De Soya annuì nel buio e diede un’occhiata al cronometro: si domandò se il sergente, di solito conciso, sarebbe mai giunto a parlare dei suoi presunti peccati prima che si rendesse necessario ripiegare il confessionale per la traslazione C-più.
«Di sicuro per gli Ouster era caos totale, padre… l’ululato del ciclone mentre quel posto si depressurizzava, l’atmosfera che sfuggiva dalle due camere stagne come acqua dallo scarico di una vasca, aria piena di polvere e di detriti, Ouster trascinati come foglie nella tempesta. Avevamo in funzione gli auricolari esterni della tuta, padre, e il rumore era incredibile, finché l’aria non fu troppo rarefatta per trasmettere i suoni… il ruggito del vento, le grida degli Ouster, le loro scariche e le nostre che scoppiettavano come tanti parafulmini, granate al plasma che esplodevano e il suono che rimbalzava contro di noi in quella enorme caverna di roccia, gli echi che duravano minuti… era assordante, padre.»

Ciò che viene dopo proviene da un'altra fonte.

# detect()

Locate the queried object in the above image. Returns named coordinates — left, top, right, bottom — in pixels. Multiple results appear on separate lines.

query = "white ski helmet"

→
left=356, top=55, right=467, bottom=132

«Sì» disse il padre capitano de Soya, nel buio.
Il sergente Gregorius trasse un altro respiro. «Comunque, padre, gli ordini erano di portare due esemplari di qualsiasi creatura… maschi adulti, spazioadattati, non adattati; femmine adulte, gravide e non gravide; bambini, prepuberi e infanti, dei due sessi. Così la squadra di Kluge e la nostra si diedero da fare, stordirono e impacchettarono gli esemplari. La gravità sulla superficie interna del pianetino, un decimo di g, era appena sufficiente perché i pacchi restassero dove li lasciavamo.»
Seguì un momento di silenzio. Il padre capitano de Soya stava per aprire bocca, per far giungere al sodo la confessione, quando nel buio il sergente Gregorius riprese a mormorare, dall’altra parte della grata che li separava.
«Chiedo scusa, padre, so benissimo che lo sa pure lei. Solo… è difficile… comunque, questa era la parte brutta, padre. Ormai quasi tutti gli Ouster non modificati, non adattati allo spazio, erano morti o moribondi. Per la decompressione o le scariche di energia o le granate. Non abbiamo usato i raggi della morte in dotazione. Né io né Kluge abbiamo dato ai ragazzi l’ordine di non usarli… ma nessuno di noi li ha usati, ecco.»
Si interruppe per un istante. «Gli Ouster adattati» riprese «divennero angeli, con il corpo luccicante per l’accensione dei campi di forza personali. Naturalmente là dentro non potevano spalancare le ali, ma tanto non ne avrebbero ricavato alcun vantaggio, anche se avessero potuto aprirle in tutta la loro estensione, non c’era vento solare e anche se ci fosse stato, un decimo di g era eccessivo per loro, ma divennero angeli ugualmente. Alcuni cercarono di usare le ali come arma contro di noi.»